Uma fonte do gabinete da vereadora Paula Marques garante, em declarações a O Corvo, que a afectação das casas está a seguir a listagem normal, sendo as casas entregues de acordo com os critérios de programa de acesso à habitação municipal Câmara de Lisboa , que “são iguais para todos”. Em resposta à presidente da Associação Habita, a vereadora Paula Marques dizia, na tarde desta terça-feira, que não vai fazer a regularização de todas as ocupações. “Vamos analisar cada uma das situações e ver o que podemos fazer, mas não é possível fazermos a regularização de todas, nem é justo para outras famílias”, afirma.
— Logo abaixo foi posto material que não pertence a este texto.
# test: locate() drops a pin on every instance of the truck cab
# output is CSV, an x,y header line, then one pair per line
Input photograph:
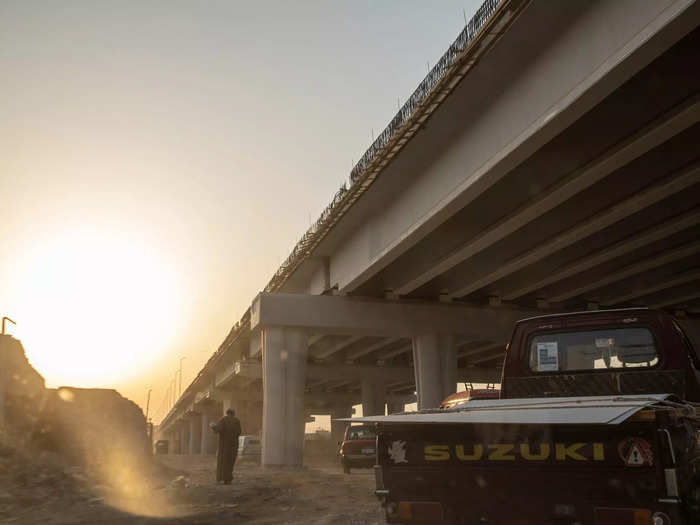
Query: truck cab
x,y
631,351
597,424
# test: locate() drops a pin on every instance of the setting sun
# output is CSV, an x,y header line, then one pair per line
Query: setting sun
x,y
96,307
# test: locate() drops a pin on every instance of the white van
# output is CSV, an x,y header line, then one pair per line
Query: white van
x,y
249,448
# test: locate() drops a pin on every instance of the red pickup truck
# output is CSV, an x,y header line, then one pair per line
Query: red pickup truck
x,y
598,424
358,448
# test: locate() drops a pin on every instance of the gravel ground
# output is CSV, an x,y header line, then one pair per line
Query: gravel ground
x,y
181,490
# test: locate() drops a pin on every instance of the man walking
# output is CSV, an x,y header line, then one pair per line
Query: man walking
x,y
228,428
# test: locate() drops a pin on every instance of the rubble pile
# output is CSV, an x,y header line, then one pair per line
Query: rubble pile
x,y
92,426
29,480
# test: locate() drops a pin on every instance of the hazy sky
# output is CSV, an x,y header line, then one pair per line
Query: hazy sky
x,y
159,159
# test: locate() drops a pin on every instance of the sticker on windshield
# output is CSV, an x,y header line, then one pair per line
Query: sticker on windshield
x,y
397,452
636,452
547,357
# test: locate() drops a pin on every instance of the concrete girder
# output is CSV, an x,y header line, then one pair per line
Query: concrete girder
x,y
371,348
482,153
355,373
630,270
350,315
315,338
684,278
393,352
598,222
325,354
479,349
340,384
488,357
640,240
648,138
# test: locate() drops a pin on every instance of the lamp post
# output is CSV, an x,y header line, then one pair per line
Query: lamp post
x,y
3,323
148,402
180,372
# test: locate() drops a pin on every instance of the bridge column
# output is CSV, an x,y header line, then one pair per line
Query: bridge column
x,y
435,365
195,432
254,419
183,433
284,374
209,437
373,397
393,406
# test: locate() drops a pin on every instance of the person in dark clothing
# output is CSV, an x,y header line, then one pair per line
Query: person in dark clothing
x,y
228,428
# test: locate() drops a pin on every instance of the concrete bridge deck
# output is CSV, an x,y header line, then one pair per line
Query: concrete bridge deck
x,y
548,162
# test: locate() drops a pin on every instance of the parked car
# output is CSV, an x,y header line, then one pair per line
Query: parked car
x,y
162,446
358,449
249,448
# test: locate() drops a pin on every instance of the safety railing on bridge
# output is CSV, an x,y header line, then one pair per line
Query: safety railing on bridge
x,y
376,154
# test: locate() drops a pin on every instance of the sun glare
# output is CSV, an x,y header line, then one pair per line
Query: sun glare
x,y
96,308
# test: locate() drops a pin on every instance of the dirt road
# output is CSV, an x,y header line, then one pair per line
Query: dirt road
x,y
184,493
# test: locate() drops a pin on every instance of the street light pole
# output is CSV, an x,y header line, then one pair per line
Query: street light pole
x,y
148,402
180,371
3,323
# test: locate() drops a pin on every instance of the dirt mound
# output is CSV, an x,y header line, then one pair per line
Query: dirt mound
x,y
29,480
21,387
92,426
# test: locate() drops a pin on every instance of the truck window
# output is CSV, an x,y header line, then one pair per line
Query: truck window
x,y
593,350
361,433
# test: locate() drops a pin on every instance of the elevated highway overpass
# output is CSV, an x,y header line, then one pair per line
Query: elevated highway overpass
x,y
549,162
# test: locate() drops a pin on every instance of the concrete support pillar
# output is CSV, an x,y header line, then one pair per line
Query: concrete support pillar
x,y
179,440
184,431
338,427
209,437
435,365
228,402
284,375
195,444
254,419
242,414
373,397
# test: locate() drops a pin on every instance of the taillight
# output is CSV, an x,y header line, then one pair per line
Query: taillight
x,y
420,511
624,517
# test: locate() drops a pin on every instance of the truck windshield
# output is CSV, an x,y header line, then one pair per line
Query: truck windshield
x,y
593,350
361,433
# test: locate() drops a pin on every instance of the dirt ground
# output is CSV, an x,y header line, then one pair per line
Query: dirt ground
x,y
181,490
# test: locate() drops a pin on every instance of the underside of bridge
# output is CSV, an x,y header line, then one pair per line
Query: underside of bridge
x,y
594,204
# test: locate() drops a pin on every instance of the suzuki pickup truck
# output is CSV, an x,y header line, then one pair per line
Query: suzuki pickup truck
x,y
597,424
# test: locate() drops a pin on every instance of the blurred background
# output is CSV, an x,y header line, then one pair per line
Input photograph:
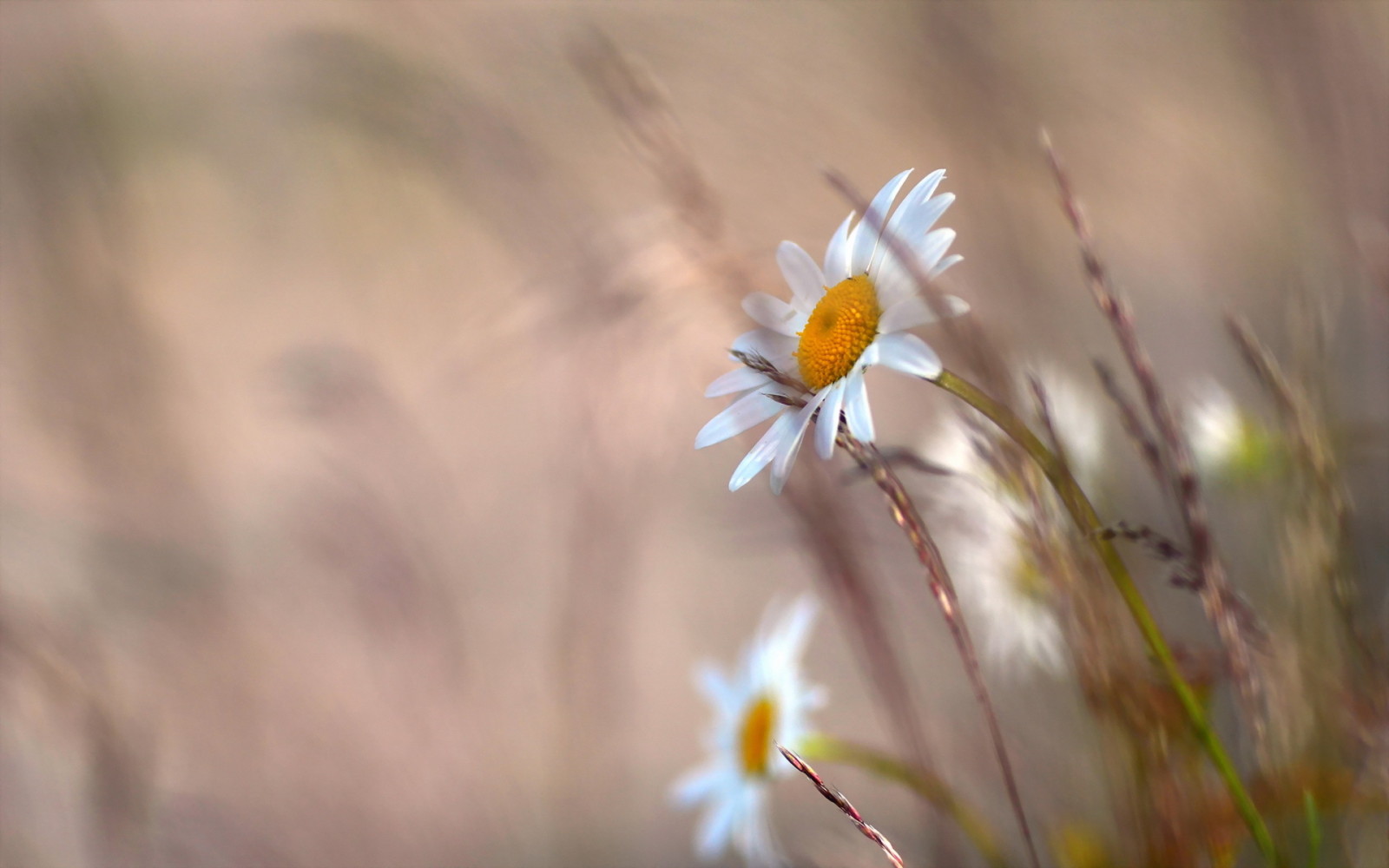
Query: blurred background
x,y
352,354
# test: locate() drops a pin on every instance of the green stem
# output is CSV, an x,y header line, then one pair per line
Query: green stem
x,y
1089,524
828,749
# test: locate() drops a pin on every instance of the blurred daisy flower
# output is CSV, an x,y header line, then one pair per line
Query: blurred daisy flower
x,y
761,705
1007,559
1228,444
842,319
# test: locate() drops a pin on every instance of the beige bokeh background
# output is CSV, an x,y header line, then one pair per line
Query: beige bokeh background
x,y
351,356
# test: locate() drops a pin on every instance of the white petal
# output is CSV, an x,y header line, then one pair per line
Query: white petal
x,y
767,344
788,641
696,785
761,455
870,228
787,455
771,312
828,425
935,247
803,275
738,379
740,416
754,835
924,215
837,254
717,825
912,312
892,281
906,314
906,217
907,353
856,407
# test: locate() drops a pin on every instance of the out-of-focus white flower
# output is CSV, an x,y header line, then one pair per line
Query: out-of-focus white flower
x,y
842,319
1228,444
763,703
997,564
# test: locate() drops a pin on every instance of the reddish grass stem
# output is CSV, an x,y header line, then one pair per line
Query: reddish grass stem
x,y
839,802
1175,458
905,513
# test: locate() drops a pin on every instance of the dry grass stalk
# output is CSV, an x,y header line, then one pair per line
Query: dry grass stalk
x,y
942,587
1177,462
1134,425
839,802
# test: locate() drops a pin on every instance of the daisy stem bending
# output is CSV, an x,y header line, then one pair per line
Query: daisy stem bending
x,y
828,749
905,513
1090,527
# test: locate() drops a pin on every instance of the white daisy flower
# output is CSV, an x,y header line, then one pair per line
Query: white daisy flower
x,y
842,319
1215,430
761,705
1007,594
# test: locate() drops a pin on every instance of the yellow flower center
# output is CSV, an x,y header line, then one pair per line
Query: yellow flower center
x,y
839,330
756,740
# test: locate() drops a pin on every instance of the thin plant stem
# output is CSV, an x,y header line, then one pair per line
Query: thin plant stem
x,y
844,805
830,749
905,513
1213,587
1089,524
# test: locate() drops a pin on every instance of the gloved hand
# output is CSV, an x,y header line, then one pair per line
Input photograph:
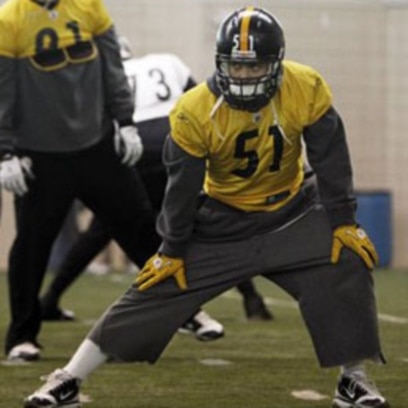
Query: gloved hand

Depois de recordar o trabalho feito pela Câmara de Lisboa, nos últimos anos, no que diz respeito à criação de novos programas de habitação social, Paula Marques reconheceu que é necessária mais habitação pública, mas que este é um trabalho “de todos”.

“A reabilitação dos fogos para podermos afectar mais famílias está, neste momento, em curso. Tem sido feito um esforço que há muitos anos não era feito na cidade de Lisboa. As situações são muito diferentes e ninguém põe em causa a necessidade de habitação na cidade, mas, para podermos responder de forma igual a todos, temos de perceber o que se passa com cada uma das famílias. Não é verdade que não se faça esse acompanhamento”, assevera. A vereadora com o pelouro da Habitação garante que a empresa municipal Gebalis e a Polícia Municipal visitam as famílias para perceberem qual é a sua situação do ponto de vista da vulnerabilidade social, e avança que este apoio vai ser reforçado. “Tenho a certeza absoluta que daqui para a frente contaremos com a Segurança Social e a Santa Casa da Misericórdia para um maior apoio das famílias. Mas também sabemos que as situações são muito diversas e procuramos responder dentro daquilo que é equidade e justiça para toda a gente”, afirma.

 

A vereadora diz ainda que é necessário fazer “o mais rapidamente possível” uma alteração na lei para passarmos a ter um mercado imobiliário regulado, mais investimento na habitação pública, e que os municípios têm de ter mais condições para fazer habitação pública. “Precisamos disso tudo e tenho a certeza absoluta que os deputados com responsabilidade na Assembleia da República se juntarão às câmaras municipais para o fazer. Entretanto, trabalharemos com estas famílias para encontrarmos soluções. Às vezes, as respostas que as pessoas querem podem não ser as que conseguimos dar, mas são dadas. Custa-me muito que, muitas vezes, hajam alternativas para que não se chegue a uma situação extrema e que essas alternativas, ainda que provisórias, não sejam aceites pelas famílias. Muitas vezes, não por vontade delas, mas por aconselhamento de terceiros”, concluia.